Я не вмешивался, полет души у человека.
Потом с порхающим папой мы засобирались домой.
Лишний раз отметил, насколько не приспособлен современный город к жизни пожилых людей. Здоровенные бордюры, водостоки, высокие ступеньки — все таит опасность. По дороге отца я буквально нес на себе, папа еще попросил, чтобы я зашел в банк с его карточкой и купил Сашке зефиру, обязательно на его, папины, деньги.
Я, усадив отца в уголок, галопом помчался в банк и в магазин. Причем, когда я возвращался, папа меня не заметил.

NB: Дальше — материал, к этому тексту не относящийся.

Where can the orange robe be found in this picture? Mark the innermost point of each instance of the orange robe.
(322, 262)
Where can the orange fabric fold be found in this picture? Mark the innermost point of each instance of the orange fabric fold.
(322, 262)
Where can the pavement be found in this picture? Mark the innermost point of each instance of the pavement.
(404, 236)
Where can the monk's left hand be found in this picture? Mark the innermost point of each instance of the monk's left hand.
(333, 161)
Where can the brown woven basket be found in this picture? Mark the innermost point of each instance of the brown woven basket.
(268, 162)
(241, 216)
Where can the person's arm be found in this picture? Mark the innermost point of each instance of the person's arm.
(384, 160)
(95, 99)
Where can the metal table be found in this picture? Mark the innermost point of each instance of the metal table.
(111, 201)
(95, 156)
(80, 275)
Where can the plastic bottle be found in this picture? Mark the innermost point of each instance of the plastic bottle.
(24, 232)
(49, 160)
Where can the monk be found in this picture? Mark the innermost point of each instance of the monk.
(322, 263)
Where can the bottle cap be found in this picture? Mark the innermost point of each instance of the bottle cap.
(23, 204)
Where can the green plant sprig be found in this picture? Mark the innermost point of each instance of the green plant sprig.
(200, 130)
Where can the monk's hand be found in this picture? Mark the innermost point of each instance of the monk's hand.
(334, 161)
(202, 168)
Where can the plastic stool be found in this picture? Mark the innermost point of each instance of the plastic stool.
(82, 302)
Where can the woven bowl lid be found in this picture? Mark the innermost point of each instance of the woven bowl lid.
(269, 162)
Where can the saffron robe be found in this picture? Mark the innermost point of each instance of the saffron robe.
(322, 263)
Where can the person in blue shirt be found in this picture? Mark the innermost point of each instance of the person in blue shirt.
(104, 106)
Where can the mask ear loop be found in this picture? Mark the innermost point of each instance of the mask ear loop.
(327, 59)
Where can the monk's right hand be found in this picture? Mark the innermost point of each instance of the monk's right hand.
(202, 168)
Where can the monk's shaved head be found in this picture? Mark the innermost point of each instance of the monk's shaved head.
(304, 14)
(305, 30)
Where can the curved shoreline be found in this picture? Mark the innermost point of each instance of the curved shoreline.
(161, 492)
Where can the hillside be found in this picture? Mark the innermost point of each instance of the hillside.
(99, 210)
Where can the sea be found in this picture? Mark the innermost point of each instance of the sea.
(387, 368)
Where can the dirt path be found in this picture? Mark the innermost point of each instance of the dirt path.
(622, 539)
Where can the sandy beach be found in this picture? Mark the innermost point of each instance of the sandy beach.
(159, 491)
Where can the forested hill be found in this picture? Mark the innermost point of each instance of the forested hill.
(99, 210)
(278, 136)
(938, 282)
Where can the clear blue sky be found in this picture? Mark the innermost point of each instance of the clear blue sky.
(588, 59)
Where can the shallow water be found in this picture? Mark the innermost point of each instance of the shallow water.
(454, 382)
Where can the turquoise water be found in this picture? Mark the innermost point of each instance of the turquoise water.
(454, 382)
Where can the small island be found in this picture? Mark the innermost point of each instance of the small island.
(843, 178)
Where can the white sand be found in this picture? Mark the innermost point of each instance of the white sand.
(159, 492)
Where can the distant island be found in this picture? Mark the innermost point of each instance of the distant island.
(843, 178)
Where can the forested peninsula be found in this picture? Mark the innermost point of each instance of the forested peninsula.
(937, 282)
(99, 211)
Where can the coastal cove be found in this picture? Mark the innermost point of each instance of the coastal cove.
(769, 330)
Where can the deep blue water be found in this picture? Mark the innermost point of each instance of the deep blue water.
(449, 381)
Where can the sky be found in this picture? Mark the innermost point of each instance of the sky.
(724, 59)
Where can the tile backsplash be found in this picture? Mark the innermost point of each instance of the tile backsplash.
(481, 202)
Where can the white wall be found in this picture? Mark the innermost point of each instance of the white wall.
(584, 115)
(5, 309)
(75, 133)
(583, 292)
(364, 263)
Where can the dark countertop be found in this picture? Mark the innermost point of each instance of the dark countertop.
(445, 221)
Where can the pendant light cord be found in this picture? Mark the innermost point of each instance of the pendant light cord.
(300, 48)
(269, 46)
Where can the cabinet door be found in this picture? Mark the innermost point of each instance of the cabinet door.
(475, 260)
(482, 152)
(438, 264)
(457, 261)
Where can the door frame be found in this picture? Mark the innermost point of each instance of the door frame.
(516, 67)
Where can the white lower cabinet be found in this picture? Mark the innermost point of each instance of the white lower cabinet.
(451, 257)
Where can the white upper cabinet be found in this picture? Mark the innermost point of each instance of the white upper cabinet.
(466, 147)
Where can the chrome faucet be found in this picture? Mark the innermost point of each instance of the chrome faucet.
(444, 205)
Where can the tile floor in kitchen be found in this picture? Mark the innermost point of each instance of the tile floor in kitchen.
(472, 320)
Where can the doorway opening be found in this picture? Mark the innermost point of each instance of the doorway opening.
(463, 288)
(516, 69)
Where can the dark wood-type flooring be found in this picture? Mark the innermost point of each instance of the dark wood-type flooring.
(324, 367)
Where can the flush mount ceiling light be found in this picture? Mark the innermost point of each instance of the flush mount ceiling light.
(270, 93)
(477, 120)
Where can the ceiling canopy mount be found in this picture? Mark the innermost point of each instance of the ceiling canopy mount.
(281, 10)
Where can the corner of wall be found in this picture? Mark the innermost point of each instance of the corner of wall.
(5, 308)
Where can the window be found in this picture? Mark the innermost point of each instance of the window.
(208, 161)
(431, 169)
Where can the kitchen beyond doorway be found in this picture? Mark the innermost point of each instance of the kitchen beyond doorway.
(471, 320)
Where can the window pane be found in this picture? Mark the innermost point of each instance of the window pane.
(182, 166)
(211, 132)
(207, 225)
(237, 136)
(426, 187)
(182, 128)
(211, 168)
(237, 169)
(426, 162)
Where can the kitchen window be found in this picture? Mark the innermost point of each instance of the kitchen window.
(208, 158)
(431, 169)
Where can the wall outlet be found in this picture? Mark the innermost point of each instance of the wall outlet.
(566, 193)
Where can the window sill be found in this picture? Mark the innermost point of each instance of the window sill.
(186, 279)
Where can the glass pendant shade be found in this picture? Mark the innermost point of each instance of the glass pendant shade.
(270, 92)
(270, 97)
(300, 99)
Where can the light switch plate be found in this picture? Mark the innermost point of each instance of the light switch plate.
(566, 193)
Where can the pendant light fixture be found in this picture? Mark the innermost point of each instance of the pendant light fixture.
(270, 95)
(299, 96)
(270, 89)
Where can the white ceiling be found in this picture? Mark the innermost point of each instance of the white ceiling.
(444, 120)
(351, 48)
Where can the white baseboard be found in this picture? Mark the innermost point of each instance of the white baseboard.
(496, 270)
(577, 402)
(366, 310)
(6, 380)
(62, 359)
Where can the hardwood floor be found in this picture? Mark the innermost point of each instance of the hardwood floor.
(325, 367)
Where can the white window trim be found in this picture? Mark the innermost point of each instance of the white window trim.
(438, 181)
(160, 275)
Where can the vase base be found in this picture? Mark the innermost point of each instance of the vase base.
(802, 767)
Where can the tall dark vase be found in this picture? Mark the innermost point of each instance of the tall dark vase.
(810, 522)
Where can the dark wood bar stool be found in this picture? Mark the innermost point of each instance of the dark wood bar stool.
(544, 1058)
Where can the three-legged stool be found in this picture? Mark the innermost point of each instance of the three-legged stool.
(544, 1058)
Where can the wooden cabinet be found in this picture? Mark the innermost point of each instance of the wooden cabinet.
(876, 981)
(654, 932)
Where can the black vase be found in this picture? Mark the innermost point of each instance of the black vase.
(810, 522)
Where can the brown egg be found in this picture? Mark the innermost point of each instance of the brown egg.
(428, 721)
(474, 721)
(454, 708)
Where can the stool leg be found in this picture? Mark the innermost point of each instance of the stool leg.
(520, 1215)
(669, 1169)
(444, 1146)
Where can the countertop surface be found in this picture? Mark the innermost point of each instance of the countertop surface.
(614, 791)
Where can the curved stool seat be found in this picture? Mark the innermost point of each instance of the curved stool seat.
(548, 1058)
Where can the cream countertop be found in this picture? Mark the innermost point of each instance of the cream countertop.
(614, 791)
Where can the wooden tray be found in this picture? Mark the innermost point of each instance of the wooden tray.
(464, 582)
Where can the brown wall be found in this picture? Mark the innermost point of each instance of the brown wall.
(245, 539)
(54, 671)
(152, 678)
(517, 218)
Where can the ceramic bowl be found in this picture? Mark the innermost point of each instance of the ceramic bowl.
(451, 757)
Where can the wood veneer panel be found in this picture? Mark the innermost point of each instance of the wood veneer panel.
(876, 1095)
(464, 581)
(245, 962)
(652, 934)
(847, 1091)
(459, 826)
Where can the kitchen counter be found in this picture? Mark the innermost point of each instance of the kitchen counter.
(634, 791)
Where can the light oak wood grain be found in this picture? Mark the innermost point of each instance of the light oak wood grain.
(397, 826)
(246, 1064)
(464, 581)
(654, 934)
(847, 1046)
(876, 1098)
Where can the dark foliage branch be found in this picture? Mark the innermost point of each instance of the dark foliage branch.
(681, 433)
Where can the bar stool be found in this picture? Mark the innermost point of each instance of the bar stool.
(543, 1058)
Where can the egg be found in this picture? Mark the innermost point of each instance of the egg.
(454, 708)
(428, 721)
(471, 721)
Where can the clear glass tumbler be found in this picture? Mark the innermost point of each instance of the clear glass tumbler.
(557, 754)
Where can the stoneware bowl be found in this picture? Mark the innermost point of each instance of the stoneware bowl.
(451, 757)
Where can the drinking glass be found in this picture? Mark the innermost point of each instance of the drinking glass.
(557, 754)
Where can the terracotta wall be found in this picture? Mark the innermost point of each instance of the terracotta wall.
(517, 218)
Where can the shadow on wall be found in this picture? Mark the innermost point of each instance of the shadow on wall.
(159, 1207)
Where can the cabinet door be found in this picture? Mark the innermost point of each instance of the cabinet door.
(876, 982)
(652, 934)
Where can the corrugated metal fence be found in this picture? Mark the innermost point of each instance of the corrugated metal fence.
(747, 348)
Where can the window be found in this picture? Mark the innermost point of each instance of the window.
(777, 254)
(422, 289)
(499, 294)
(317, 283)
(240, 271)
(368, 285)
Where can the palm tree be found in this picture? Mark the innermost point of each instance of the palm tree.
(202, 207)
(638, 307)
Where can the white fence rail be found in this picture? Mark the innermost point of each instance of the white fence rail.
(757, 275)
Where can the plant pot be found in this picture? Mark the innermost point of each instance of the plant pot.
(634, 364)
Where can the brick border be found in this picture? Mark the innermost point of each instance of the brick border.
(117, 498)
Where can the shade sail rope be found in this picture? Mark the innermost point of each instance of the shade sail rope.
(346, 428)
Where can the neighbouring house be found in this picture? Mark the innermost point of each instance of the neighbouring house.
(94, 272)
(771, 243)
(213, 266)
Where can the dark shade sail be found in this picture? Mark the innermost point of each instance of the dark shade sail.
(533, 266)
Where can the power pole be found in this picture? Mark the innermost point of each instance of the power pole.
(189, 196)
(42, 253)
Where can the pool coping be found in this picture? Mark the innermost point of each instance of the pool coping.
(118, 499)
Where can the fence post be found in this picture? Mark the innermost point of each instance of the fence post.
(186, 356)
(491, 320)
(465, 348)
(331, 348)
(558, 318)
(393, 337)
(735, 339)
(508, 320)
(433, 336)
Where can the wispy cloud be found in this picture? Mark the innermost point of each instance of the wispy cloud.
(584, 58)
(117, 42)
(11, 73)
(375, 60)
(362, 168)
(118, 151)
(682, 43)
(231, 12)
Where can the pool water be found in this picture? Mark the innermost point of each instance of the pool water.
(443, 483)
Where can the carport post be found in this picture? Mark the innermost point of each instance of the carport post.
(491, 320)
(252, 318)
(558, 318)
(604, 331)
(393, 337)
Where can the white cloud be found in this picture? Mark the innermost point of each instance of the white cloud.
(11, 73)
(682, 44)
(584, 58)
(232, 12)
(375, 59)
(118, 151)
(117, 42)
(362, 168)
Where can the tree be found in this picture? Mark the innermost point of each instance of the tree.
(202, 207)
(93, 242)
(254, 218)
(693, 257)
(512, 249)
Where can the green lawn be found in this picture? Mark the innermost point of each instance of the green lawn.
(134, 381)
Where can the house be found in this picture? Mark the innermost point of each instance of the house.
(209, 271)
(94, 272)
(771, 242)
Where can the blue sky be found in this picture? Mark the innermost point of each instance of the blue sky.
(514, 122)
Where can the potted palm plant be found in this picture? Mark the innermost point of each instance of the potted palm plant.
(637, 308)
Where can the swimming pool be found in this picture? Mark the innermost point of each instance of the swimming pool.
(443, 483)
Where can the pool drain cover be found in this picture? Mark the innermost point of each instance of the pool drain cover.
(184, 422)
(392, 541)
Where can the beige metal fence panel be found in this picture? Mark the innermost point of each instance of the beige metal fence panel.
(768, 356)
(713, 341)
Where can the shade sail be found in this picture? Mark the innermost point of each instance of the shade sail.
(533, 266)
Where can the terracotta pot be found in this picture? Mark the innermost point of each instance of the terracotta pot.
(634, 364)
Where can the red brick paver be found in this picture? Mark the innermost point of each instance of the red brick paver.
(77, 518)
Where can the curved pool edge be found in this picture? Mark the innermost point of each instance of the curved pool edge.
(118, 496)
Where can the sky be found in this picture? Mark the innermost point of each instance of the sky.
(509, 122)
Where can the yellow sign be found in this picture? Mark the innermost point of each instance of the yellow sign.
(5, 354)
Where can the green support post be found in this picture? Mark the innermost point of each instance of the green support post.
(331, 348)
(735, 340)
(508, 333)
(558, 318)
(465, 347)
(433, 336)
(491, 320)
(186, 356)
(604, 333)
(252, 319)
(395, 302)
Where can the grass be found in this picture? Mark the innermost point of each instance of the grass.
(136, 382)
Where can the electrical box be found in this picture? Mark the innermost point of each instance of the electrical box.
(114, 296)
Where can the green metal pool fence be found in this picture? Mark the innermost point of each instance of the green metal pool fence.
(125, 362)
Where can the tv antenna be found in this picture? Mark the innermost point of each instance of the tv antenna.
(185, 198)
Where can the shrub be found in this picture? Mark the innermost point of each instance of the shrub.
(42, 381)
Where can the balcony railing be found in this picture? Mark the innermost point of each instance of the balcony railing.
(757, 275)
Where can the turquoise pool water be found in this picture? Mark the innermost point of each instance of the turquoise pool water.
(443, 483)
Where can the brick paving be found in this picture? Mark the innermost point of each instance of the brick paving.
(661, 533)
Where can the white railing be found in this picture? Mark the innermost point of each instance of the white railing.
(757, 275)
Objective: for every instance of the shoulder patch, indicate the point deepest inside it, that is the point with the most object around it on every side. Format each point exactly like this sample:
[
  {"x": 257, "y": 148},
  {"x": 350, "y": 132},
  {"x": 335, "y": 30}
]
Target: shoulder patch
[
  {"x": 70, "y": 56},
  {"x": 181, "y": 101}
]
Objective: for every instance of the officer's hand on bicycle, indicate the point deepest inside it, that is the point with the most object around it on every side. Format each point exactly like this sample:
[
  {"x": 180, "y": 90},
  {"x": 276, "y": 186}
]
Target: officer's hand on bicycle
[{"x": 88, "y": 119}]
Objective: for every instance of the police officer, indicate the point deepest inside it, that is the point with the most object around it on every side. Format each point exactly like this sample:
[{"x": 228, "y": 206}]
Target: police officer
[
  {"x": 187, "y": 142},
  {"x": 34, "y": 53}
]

Так его и сфотографировал в памяти, убежавшего из своего уголочка и напряженно вглядывающегося в даль…
Вчера был день рождения самого тонкого поэта прошлого века Осипа Мандельштама.
Хочу рассказать вам об одном дне этого человека.
Общеизвестно, что он погиб в сталинском лагере, и, знаете, эту мысль я все время держал несколько в стороне от своего сознания: более чудовищного сочетания, чем Мандельштам и лагерь, и представить себе невозможно.
В лагере свирепствовал тиф, не хватало не только пищи, но и воды. Мандельштам потерял сознание возле нар, истощенный до последней степени, наверняка «опущенный» уголовниками за то, что воровал хлеб… Мне страшно об этом говорить, поэтому и не буду, да речь и не о том.
Мандельштама перевели в лагерную больницу, и он прожил там свой последний день.
Вы знаете, мне стало немного легче. Все-таки последнее, что увидел и услышал поэт, были не крики надзирателей, не издевательства сокамерников, а больничная тишина и светлые ткани. Ведь это даже в лагерной больнице наверняка было.
Конечно, дали попить. Оставили наконец одного.
Возможно, наоборот, это был ужас, что он не умер там сразу, где упал, и этот день был последним издевательством в его жизни, проведенный в осознании всей обреченности и безвыходности своего положения.
Но я думаю, что это был все-таки подарок.
Подарок человеку, который однажды, узнав, что у его отца не было теплых вещей, прямо на улице снял с себя единственный теплый свитер и попросил передать ему. Показания на следствии которого, в отличие от многих и многих, которых не возьмусь осуждать, были безупречны. Человеку, который говорил: «Зачем пишется юмористика, ведь и так все смешно!» Который однажды написал эти строчки: «…время вспахано плугом, и роза землею была. Розы тяжесть и нежность в двойные венки заплела…»
Подумайте, после лагерного ада — день в тишине. Белые простыни. Вместо охранников — врачи. И дали, конечно, ему дали попить.
Это был день как подарок, он воспринял его именно так. Иначе и быть не могло. Это же Мандельштам.
А в Симферополе выпал настоящий снег. Белый, пушистый даже слегка, почти как положено.